Referring to FIGS. 5A-5L, an exemplary collaborative or multi-user experience is shown in the form of a Pancake flipping game, which may be under the trade name "Pancake Pals" ^TM Obtained from MagicLeap corporation of pulantashen, florida. Reference to the drawings5A, a first user (which may also be referred to as "user 1") element 60 is shown at one end of an office environment 66, wearing a head-mounted component 2, interconnected auxiliary computing or controller components 6, and holding a handheld component 4 that includes an ML1 system similar to that shown in FIG. 1A. The system 60 of the user 1 is configured to display to him a virtual fryer element 62, which virtual fryer element 62 extends in a virtual form from his hand-held component 4 as if the hand-held component 4 were the handle of the fryer element 62. The system 60 of user 1 is configured to reposition and reorient the virtual fryer pot 62 as user 160 reorients and repositions his hand-held components. For example, the tracking features of the system may be utilized to track the head-mounted 2 and hand-held 4 components in real-time or near real-time in terms of the position and orientation of both the head-mounted 2 and hand-held 4 components relative to each other.
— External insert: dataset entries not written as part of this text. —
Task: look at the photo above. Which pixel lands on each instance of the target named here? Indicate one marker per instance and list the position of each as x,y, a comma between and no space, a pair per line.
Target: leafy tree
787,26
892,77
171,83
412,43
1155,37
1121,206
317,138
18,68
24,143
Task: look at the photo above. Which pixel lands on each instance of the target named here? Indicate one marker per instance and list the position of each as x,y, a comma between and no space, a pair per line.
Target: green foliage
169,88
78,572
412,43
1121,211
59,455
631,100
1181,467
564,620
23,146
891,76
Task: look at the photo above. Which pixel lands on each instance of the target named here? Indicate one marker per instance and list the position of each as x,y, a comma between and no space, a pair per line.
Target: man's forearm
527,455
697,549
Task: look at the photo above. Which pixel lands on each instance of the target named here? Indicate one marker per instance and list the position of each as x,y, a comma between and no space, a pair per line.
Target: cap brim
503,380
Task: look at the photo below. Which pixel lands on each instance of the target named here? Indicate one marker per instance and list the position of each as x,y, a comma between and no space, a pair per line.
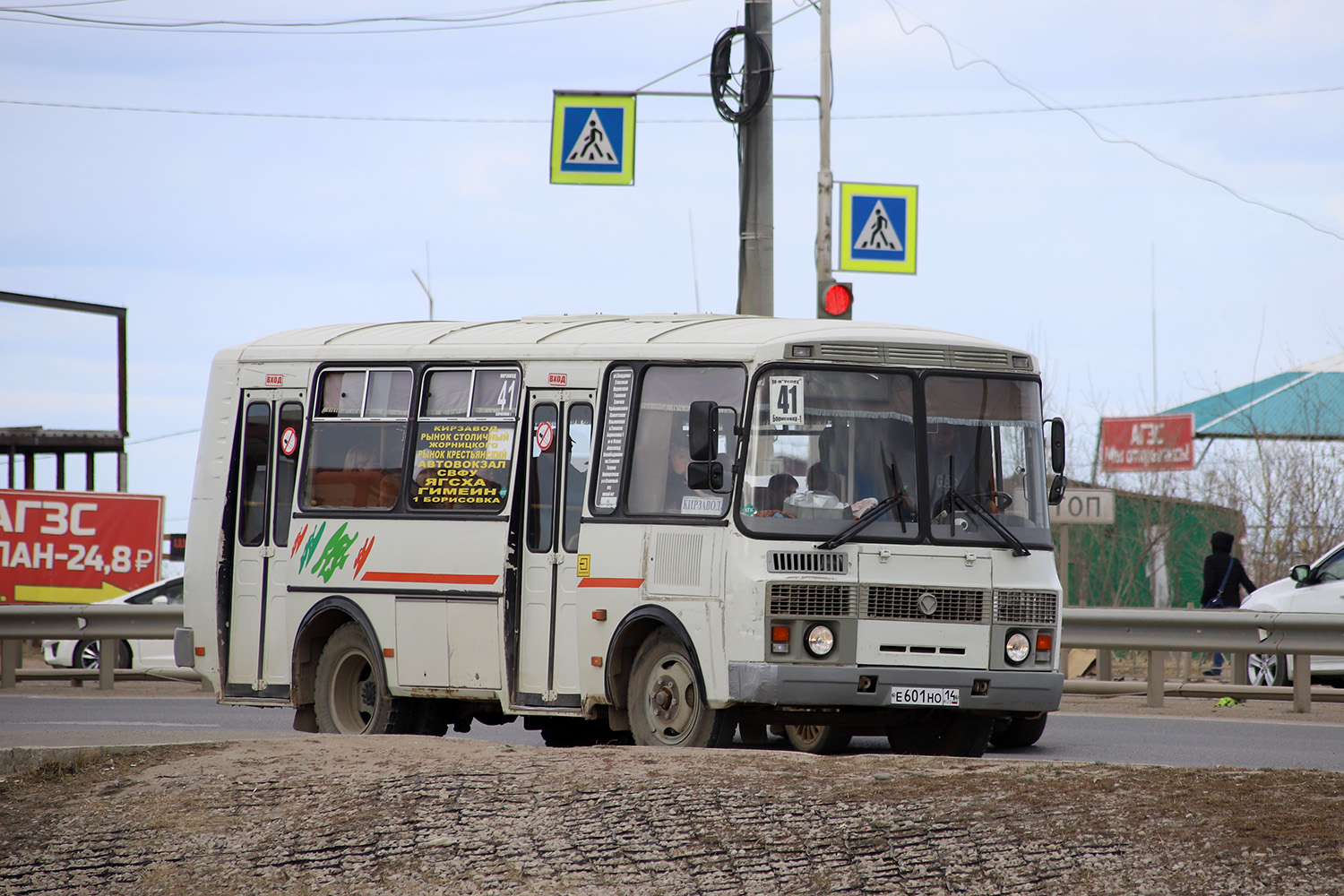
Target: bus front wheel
667,702
352,696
The system may be configured to allow virtual pan 62 or other elements controlled by the user (e.g., other virtual elements or other actual elements (e.g., one of the user's two hands or an actual pan or paddle (paddle) that may be configured to be tracked by the system)) to interact with the pan 64 virtual element having simulated physical properties using, for example, the flexile physics capabilities of the environment such as Unity (RTM) such that the user 1 may flip the pan 64, drop it into his pan 62, and/or throw the virtual pan 64 onto a trajectory away from the user 1. For example, the flexile physics capabilities may be configured to cause the pan 64 to wrap around any edge of the virtual pan 62 and fly in the actual pan possible trajectory and manner. Referring to fig. 5B, virtual pan 64 may be configured to have animated properties and provide the user with the perception that the pan 64 is liked to be flipped and/or thrown over, for example by a reward a touchdown point, sounding a music, and landing or rainbow visual effect, etc. 5C shows that the user 1 successfully flipped over the virtual pan 64 is about a virtual pan 60 as being launched in front of the user 1.5D 1.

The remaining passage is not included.